Die Krimis aus Luzern schaffen es einfach nicht über den "Tatort"-Durchschnitt; oft genug liegen sie sogar deutlich drunter. Das gilt auch für "Zwei Leben", obwohl der Film eine interessante Geschichte erzählt.

Als ein Selbstmörder nachts von einer Brücke gegen einen Bus stürzt, stellt sich raus, dass der Mann schon tot war, bevor ihn das Gefährt überrollte. Genau genommen seit 13 Jahren: Baulöwe Conti ist 2004 bei dem Tsunami in Thailand ums Leben gekommen. Offenbar war sein Tod jedoch fingiert, zumal die Leiche nie gefunden worden ist. Reto Flückiger (Stefan Gubser) und seine Kollegin Liz Ritschard (Delia Mayer) vermuten, dass der Unternehmer damals einen eleganten Weg gefunden hat, sich seiner Schulden in mehrfacher Millionenhöhe zu entziehen. Die Frage, warum er nun zurückgekehrt ist, um sich das Leben zu nehmen, erübrigt sich nach der Obduktion: In seinem Blut findet sich eine hohe Dosis eines stark beruhigenden Medikaments; Conti ist nicht freiwillig gesprungen.

"Zwei Leben" konzentriert sich zunächst jedoch auf den Busfahrer (Michael Neuenschwander), der einst gemeinsam mit Flückiger seinen Militärdienst geleistet hat; der Kommissar fühlt sich daher für den schockierten Mann verantwortlich. Mitunter wirkt der Film nun, als habe das Autorenduo (Felix Benesch, Mats Frey) eigentlich ein anderes Drehbuch im Sinn gehabt. Der Film setzt sich detailliert mit dem Thema Suizid auseinander, allerdings nicht aus Sicht der Selbstmörder: Der bedauernswerte Busfahrer war vorher Lokführer und hat den Beruf gewechselt, weil er schon zweimal Menschen überfahren hat. Nun ist er entsprechend traumatisiert und wendet sich hilfesuchend an eine Psychiaterin (Stephanie Japp), nicht ahnend, dass die Dame ebenfalls in den Fall verwickelt ist.
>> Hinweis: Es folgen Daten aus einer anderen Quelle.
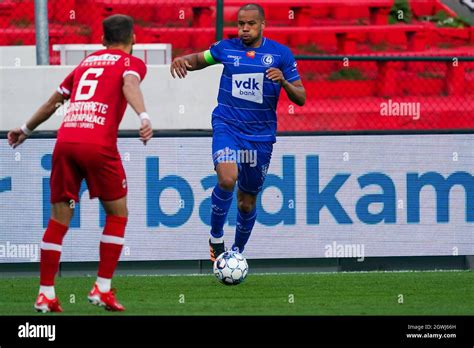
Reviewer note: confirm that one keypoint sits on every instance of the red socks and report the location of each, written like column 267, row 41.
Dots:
column 51, row 251
column 111, row 245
Wie schon einige andere Krimis aus Luzern verschenkt jedoch auch "Zwei Leben" sein Potenzial. Die Inszenierung (Walter Weber) ist abgesehen vom halbwegs fesselnden Finale völlig spannungsfrei. Das passt zwar zur Handlung, die in erster Linie ein Psychogramm des Busfahrers bietet, und natürlich macht es den Reiz der Reihe aus, dass auf diesem Sendeplatz auch andere Erzählweisen möglich sind; aber dieser Film fällt schon deutlich aus dem Rahmen. Außerdem leidet er unter einem Manko, das bislang für fast jeden "Tatort" aus der Schweiz galt: Die Episoden wirken künstlich, weil die Schauspieler nicht reden dürfen, wie ihnen der Schnabel gewachsen ist; bei den Beiträgen des ORF zum Beispiel macht nicht zuletzt der Dialekt einen großen Reiz aus. Erschwerend kommt hinzu, dass die Darsteller hierzulande meist nicht bekannt sind und oft auch schlicht zu wenig Ausstrahlung haben. Interessant ist immerhin die gerade in den Vernehmungsszenen zwielichtige Bildgestaltung (Stéphane Kuthy), die der düsteren Geschichte gemeinsam mit der Musik von Fabian Römer die passende Atmosphäre verleiht.